Memory Systems Refresher

Stephen M. Reaves

2024-01-13

Refresher about Memory Systems for CS-6210

Summary

Naive Memory Model
Cache Motivation
Data Costs
Memory Hierarchy
Locality and Cache Blocks
Direct Mapping
How many bits
Set Associative Mapping
Fully Associative Mapping
Write Policy
Virtual Memory Abstraction
Virtually Indexed, Physically Tagged Caches

Naive Memory Model

CPU can talk to memory or disk.

Memory faster than disk

Cache Motivation

for (i = 0; i < N; i++)
  sum += a[i];

sum is a local variable, in cpu register, fast to access

a[i] may be in main memory, slower to access

100 cpu cycle latency
2 bytes/cycle

We can put a faster cache, closer to cpu and store a[i] there

10 cpu cycle latency
256 bytes/cycle

If data is in cache, we call it a “hit”, otherwise its a “miss”

Data Costs

Suppose data retrieving costs

4 cycles on a hit
100 cycles on a miss

How many cycles does a process with a 99% hit rate spend on avg?
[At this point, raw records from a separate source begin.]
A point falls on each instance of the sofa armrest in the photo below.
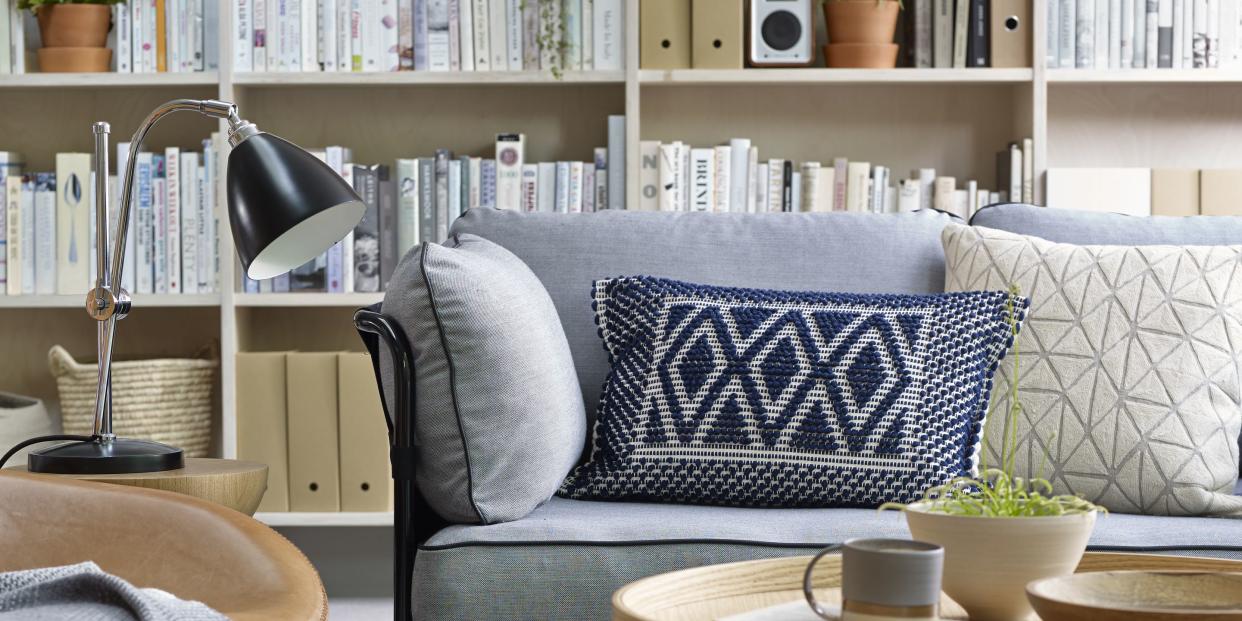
(180, 544)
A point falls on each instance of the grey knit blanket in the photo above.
(86, 593)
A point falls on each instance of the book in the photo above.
(509, 158)
(313, 440)
(262, 427)
(45, 232)
(616, 159)
(1122, 190)
(367, 235)
(365, 472)
(648, 175)
(73, 215)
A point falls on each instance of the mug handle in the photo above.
(806, 583)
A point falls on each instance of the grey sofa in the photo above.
(564, 560)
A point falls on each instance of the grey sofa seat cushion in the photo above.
(499, 417)
(564, 560)
(776, 251)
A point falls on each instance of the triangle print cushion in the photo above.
(1129, 367)
(788, 399)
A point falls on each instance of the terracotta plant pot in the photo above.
(75, 25)
(989, 562)
(868, 56)
(75, 60)
(861, 21)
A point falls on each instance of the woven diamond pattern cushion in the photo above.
(1129, 367)
(785, 399)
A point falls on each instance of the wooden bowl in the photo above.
(1139, 596)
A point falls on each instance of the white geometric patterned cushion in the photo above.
(788, 399)
(1130, 364)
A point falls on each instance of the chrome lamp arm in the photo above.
(107, 302)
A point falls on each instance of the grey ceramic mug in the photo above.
(883, 579)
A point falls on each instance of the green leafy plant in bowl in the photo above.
(1000, 530)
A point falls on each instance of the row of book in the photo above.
(1144, 191)
(417, 199)
(1143, 34)
(47, 245)
(316, 420)
(427, 35)
(730, 178)
(148, 36)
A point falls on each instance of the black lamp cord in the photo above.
(24, 444)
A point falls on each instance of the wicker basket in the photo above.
(164, 400)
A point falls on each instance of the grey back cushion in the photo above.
(1103, 229)
(827, 252)
(498, 415)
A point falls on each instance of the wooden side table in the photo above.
(234, 483)
(713, 591)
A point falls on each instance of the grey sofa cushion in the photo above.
(776, 251)
(1097, 227)
(499, 416)
(564, 560)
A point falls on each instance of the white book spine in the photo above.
(498, 22)
(609, 37)
(529, 188)
(810, 189)
(775, 180)
(574, 203)
(189, 220)
(513, 34)
(509, 158)
(739, 175)
(702, 179)
(648, 175)
(482, 52)
(45, 234)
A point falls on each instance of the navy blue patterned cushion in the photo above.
(788, 399)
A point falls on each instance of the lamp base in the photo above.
(121, 456)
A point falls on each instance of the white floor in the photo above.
(359, 609)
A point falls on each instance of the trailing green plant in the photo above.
(35, 4)
(997, 492)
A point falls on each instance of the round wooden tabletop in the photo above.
(234, 483)
(713, 591)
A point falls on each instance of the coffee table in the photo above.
(712, 591)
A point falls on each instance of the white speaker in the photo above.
(781, 32)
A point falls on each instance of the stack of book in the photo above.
(732, 178)
(1143, 34)
(427, 35)
(49, 237)
(417, 199)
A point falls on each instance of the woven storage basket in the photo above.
(164, 400)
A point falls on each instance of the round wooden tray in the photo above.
(712, 591)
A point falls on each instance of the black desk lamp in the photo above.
(285, 206)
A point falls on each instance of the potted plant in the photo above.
(73, 34)
(861, 32)
(1001, 532)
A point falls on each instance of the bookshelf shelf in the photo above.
(164, 301)
(267, 80)
(307, 299)
(326, 519)
(822, 76)
(72, 81)
(1143, 76)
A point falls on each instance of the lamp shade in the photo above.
(286, 206)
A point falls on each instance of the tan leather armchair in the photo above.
(190, 548)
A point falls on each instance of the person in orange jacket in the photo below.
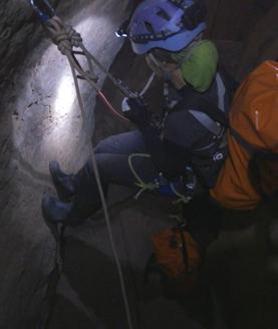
(249, 175)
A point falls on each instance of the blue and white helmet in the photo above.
(166, 24)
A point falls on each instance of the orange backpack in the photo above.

$(4 \times 0.99) + (100 \times 0.001)$
4.96

90%?

13.6

Memory Hierarchy

There’s always a trade-off between speed and capacity

Locality and Cache Blocks

Locality assumes if a program needs one particular memory address, it will need the nearby addresses soon

Temporal locality refers to the tendency to access the same memory close in time

Put data in cache right after you use it, in case you need it again soon

Spatial locality refers to the tendency to access the same memory close in terms of address

Put whole block of data in cache, not just the bits you accessed
- Higher order bits of address tell us quickly what block we’re in

Direct Mapping

Direct memory to cache mapping

Suppose a 5 bit address space, fill in the table

Index	Tag	Index	Offset
00	01	0xFC	0x31
01	10	0x12	0x82
10	10	0x57	0x48
11	00	0x63	0x99

Address	Hit/Miss	Value
10001	00
00111	00
10100	00
01111	00

answer

Address	Hit/Miss	Value	Reason
10001	Miss
00111	Hit	0x99	Index of 11, tag of 00, offset of 1
10100	Hit	0x57	Index of 10, tag of 10, offset of 0
01111	Miss

How many bits

22 bit adress space

512 byte cache

64 byte block size

How many bits are used for the index?

$512 \div 64 = 8 = 2^3$
3

How many bits are used for the tag?

$\text{Address space} - \text{index} - \text{cache offset} = \text{bits for tag}$
$22 - 3 - \log_2(64) = 13$
$22 - 3 - 6 = 13$
13

Set Associative Mapping

Associating memory addresses with more than one block in the cache.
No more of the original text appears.